Lectures at the Smithsonian (19 MAR 2008) and NASA Goddard Spaceflight Center (20 MAR 2008)

Mineralogical Coevolution of the Geo- and Biospheres

The mineralogy of terrestrial planets evolves as a consequence of varied physical, chemical and biological processes. Initial evolutionary stages saw the transition from ~12 nano-scale mineral phasesin pre-stellar dense molecular clouds, to ~250 different minerals in altered chondrites, achondrites and differentiated asteroids.

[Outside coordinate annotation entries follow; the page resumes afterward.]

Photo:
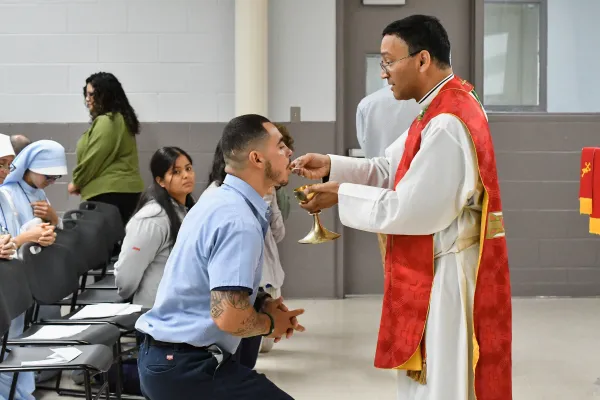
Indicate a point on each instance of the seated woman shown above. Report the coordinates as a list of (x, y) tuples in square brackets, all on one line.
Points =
[(9, 240), (152, 230)]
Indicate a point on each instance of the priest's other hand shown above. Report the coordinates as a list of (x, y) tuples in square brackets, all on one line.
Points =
[(312, 166), (326, 196)]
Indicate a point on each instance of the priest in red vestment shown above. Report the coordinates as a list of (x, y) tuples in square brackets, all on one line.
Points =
[(446, 313)]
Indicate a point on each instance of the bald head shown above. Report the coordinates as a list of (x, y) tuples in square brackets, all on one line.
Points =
[(19, 142)]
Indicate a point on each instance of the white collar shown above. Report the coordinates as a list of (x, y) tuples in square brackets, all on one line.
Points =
[(428, 98)]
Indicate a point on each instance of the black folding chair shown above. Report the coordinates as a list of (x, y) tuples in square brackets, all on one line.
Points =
[(15, 299), (52, 275), (112, 215), (86, 235)]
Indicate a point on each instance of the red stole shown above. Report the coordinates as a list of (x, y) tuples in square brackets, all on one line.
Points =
[(409, 266)]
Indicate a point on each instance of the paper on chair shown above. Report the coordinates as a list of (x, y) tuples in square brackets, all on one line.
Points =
[(66, 353), (50, 332), (61, 355), (133, 308), (102, 310)]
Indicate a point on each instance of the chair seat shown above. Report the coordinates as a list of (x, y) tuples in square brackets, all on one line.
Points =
[(123, 322), (105, 334), (89, 297), (108, 282), (97, 357)]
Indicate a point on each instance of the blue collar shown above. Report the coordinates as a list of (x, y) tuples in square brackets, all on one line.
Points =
[(248, 192)]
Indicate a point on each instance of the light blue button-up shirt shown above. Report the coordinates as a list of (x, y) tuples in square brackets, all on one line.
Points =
[(220, 245)]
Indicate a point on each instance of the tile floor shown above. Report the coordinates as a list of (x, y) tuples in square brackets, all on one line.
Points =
[(556, 352)]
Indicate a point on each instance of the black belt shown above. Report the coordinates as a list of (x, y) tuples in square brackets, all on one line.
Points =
[(175, 346)]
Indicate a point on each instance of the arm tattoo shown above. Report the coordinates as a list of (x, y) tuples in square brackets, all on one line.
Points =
[(251, 325)]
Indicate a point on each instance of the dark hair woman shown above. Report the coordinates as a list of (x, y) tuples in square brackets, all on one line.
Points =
[(107, 159), (152, 230)]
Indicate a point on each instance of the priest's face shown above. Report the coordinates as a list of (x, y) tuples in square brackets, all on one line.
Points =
[(400, 68)]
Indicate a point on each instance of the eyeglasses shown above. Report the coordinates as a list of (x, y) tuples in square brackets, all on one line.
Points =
[(9, 167), (87, 94), (384, 66)]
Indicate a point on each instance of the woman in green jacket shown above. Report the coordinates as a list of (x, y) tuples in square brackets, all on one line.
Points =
[(107, 168)]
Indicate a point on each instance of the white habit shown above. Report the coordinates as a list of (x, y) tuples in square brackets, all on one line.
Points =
[(441, 194)]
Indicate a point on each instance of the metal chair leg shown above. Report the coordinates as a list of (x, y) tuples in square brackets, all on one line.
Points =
[(13, 386), (88, 385), (105, 374)]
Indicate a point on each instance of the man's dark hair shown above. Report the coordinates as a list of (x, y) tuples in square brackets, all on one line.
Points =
[(19, 142), (239, 134), (423, 32), (109, 97)]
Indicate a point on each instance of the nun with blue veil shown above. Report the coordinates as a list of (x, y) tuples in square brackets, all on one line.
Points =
[(39, 165), (9, 228)]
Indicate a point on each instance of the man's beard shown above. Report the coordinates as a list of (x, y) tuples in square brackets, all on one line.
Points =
[(274, 177)]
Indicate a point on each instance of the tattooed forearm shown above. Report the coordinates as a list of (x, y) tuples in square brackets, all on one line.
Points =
[(233, 313), (254, 325)]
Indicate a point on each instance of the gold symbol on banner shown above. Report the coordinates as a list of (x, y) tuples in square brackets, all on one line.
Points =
[(588, 168), (495, 225)]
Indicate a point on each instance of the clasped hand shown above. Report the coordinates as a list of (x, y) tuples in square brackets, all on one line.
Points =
[(286, 321), (7, 247), (317, 166), (42, 209)]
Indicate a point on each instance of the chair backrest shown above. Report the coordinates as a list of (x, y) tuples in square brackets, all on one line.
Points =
[(98, 223), (111, 212), (14, 290), (52, 272)]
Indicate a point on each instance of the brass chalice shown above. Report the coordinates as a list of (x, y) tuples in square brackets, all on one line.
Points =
[(318, 234)]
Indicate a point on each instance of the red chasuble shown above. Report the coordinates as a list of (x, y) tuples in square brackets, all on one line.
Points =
[(409, 266)]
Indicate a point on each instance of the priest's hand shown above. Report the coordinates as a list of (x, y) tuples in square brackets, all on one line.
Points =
[(326, 196), (312, 166), (73, 190), (269, 306)]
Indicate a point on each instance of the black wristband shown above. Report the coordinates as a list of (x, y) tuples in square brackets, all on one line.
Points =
[(272, 324), (261, 297)]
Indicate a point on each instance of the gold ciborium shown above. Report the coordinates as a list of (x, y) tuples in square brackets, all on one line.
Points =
[(318, 234)]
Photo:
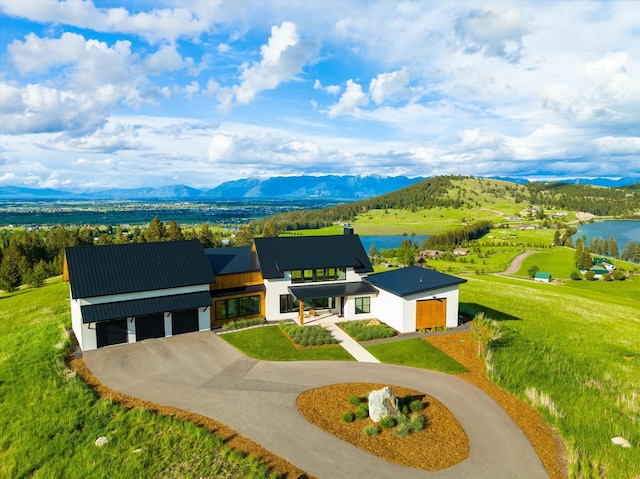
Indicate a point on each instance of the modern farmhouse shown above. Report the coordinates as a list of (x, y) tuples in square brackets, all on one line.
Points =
[(131, 292)]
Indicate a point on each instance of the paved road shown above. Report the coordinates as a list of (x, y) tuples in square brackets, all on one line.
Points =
[(200, 372)]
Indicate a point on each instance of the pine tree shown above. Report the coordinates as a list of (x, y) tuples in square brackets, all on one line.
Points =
[(613, 247), (10, 276)]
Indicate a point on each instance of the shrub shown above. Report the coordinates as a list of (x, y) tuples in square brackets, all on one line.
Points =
[(416, 422), (387, 422), (402, 430), (347, 417), (371, 430), (416, 405), (363, 411)]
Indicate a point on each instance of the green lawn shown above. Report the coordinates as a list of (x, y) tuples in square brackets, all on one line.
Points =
[(269, 343), (558, 261), (416, 353), (49, 420), (580, 348)]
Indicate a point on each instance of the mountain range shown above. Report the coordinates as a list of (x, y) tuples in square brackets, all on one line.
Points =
[(292, 187)]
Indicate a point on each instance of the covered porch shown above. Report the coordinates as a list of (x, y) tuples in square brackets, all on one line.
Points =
[(331, 300)]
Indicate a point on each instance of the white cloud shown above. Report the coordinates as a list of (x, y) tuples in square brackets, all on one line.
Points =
[(350, 101), (496, 32), (155, 25), (389, 85), (283, 57)]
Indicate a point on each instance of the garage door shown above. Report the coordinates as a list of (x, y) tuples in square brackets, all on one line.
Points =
[(111, 332), (184, 321), (431, 313), (151, 326)]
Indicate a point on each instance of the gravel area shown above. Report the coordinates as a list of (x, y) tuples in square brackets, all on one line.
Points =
[(544, 439), (441, 444)]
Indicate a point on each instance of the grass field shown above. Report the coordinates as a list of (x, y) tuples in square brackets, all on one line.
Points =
[(49, 419), (415, 353), (575, 353), (270, 344)]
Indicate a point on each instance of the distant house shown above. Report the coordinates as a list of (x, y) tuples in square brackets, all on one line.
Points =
[(604, 263), (542, 277), (131, 292)]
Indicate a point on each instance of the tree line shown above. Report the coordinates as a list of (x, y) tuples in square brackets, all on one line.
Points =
[(30, 256)]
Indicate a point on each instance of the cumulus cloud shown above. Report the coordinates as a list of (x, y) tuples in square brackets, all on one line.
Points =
[(283, 57), (608, 93), (352, 98), (389, 86), (155, 25), (494, 33)]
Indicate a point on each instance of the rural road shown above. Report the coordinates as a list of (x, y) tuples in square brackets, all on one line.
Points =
[(202, 373), (517, 262)]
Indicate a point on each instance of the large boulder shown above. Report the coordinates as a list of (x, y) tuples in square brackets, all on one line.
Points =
[(382, 403)]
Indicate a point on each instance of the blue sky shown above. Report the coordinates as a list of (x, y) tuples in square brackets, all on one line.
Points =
[(122, 94)]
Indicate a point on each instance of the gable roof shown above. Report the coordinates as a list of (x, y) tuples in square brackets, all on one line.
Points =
[(280, 254), (135, 267), (412, 280), (239, 259)]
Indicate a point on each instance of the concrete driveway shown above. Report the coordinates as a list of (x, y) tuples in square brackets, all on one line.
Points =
[(200, 372)]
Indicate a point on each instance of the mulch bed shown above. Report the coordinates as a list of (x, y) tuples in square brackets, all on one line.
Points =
[(231, 438), (441, 444), (544, 439)]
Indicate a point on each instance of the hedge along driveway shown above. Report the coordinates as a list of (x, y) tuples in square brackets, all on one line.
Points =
[(202, 373)]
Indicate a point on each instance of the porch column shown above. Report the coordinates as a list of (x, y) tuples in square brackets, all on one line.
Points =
[(301, 312)]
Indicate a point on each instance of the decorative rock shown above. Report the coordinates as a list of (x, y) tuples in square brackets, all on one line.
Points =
[(620, 441), (101, 441), (382, 403)]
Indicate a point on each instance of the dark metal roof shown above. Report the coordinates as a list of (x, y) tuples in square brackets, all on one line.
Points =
[(129, 268), (325, 290), (232, 260), (412, 280), (255, 288), (277, 255), (138, 307)]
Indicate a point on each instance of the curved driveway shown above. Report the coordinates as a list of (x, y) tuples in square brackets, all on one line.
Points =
[(200, 372)]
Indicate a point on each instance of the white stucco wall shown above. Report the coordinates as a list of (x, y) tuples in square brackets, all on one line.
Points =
[(400, 313)]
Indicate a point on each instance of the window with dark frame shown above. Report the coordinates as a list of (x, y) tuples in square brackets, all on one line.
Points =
[(363, 305)]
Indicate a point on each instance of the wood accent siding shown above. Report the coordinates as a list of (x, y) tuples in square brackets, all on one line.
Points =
[(233, 281), (431, 313), (239, 279)]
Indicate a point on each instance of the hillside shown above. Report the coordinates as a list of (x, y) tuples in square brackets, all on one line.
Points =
[(452, 200)]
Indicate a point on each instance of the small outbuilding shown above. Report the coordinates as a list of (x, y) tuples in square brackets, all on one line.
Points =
[(542, 277), (414, 298)]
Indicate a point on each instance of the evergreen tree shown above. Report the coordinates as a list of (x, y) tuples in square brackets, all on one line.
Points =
[(10, 275), (174, 232), (156, 231), (613, 247), (578, 254)]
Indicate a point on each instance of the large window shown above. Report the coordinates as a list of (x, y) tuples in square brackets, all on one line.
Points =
[(318, 274), (288, 304), (237, 307), (363, 305)]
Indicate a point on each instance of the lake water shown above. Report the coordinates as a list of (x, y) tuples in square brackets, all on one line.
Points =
[(388, 242), (622, 230)]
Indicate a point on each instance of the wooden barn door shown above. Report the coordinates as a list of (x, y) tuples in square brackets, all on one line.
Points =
[(431, 313)]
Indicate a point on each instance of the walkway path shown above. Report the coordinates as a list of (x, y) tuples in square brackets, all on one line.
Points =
[(200, 372), (351, 345), (517, 262)]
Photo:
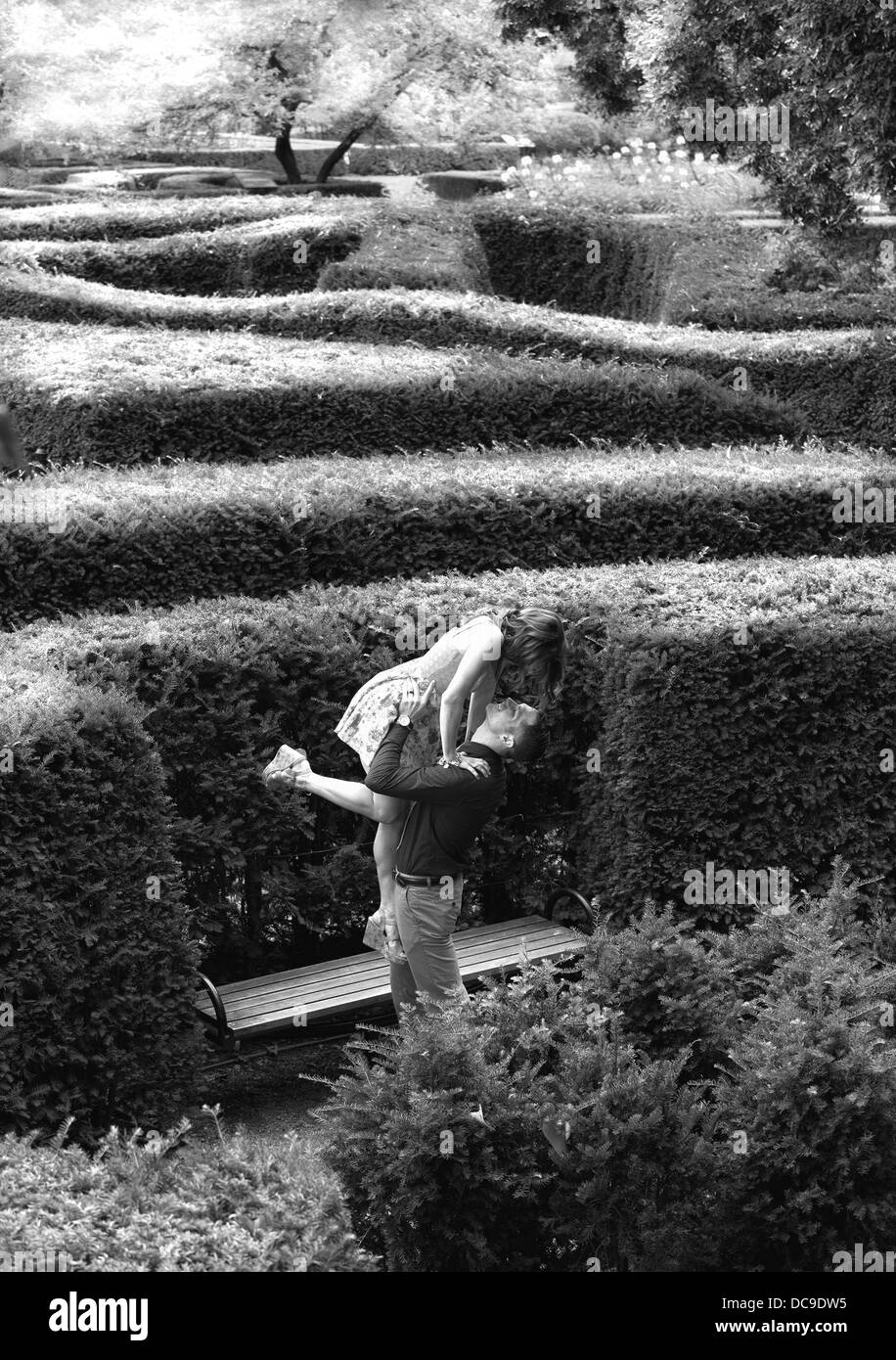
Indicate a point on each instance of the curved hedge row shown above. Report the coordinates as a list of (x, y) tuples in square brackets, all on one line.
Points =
[(843, 381), (122, 396), (93, 949), (125, 219), (703, 271), (731, 713), (231, 258), (93, 539)]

Earth's subsequent prebiotic mineral evolution depended on a sequence of geochemical and petrologic processes that resulted in perhaps 1500 different mineral species. Biological processes began to affect Earth's surface mineralogy by the Eoarchean, and culminated in the Paleoproterozoic "Great Oxidation Event," when increases in atmospheric O2 transformed Earth's mineralogy and were rsponsible, directly or indirectly, for most of earth's 4300 known mineral species. Mineral evolution arises from three primary mechanisms: (1) progressive separation and concentration of elements from their original relatively uniform distribution; (2) an increase in range of intensive variables such as pressure, temperature, and activities of H2O, CO2 and O2; and (3) generation of far-from-equilibrium conditions by living systems. The sequential evolution of Earth's mineralogy from chondritic simplicity to Phanerozoic complexity introduces the dimension of geologic time to mineralogy and thus provides a dynamic alternate approach to framing the mineral sciences.